Sembrerebbe quindi che, per poter prevalere sulla legge di un altro paese basata sulla medesima direttiva, non sia sufficiente che le norme dello Stato del foro prevedano un livello più elevato di protezione ed attribuiscano loro carattere di norme internazionalmente inderogabili, ma che debba altresì risultare che tale scelta sia di importanza cruciale per l'ordinamento in questione, in considerazione della natura e delle finalità perseguite dalle norme in questione.

In altri termini, la Corte di giustizia sembra richiedere che, affinché la norma del foro possa prevalere sulla legge altrimenti applicabile, non basti che il legislatore la qualifichi come norma che dev'essere applicata quale che sia la legge applicabile (conformemente al principio sancito dall'art. 7(2) della convenzione di Roma) ma che debba anche essere rispettata una condizione ulteriore, e cioè che si tratti di una norma rientrante nella definizione contenuta nell'art. 9(1) del regolamento Roma I – n. 593/2008, e cioè di una norma:

«... il cui rispetto è ritenuto cruciale da un paese per la salvaguardia dei suoi interessi pubblici, quali la sua organizzazione politica, sociale o economica, al punto da esigerne l’applicazione a tutte le situazioni che rientrino nel loro campo d’applicazione, qualunque sia la legge applicabile al contratto ...»

Resta comunque aperta la questione di vedere come i principi affermati dalla Corte di giustizia verranno applicati in concreto dai giudici nazionali.

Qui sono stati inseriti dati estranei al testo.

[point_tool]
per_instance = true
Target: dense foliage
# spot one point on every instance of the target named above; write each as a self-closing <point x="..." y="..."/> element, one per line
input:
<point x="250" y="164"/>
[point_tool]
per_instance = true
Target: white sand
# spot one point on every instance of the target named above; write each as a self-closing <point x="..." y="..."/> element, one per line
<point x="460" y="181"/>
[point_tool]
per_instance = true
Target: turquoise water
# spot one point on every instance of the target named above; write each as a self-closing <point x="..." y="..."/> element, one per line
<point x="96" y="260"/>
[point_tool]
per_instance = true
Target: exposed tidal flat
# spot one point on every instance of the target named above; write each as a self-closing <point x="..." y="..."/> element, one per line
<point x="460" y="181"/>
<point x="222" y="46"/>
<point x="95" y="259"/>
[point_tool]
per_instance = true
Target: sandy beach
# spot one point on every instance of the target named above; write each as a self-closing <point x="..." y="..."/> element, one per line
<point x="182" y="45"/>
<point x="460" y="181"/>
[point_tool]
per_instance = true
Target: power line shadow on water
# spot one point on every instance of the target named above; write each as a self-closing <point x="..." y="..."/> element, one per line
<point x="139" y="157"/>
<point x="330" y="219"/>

L'unica considerazione che si può fare al momento attuale è che il fatto in sé di qualificare certe disposizioni di attuazione di una direttiva come norme di applicazione necessaria (che debbono quindi essere applicate quale che sia la legge regolatrice del contratto) non implica automaticamente che esse prevalgano sulle norme di un altro Stato membro che abbia attuato correttamente la direttiva. Infatti, affinché si produca tale effetto si dovrà procedere ad un'analisi ulteriore della finalità e dell'importanza delle norme di applicazione necessaria del foro che permetta di concludere che la disapplicazione della normativa altrimenti applicabile è oggettivamente giustificata.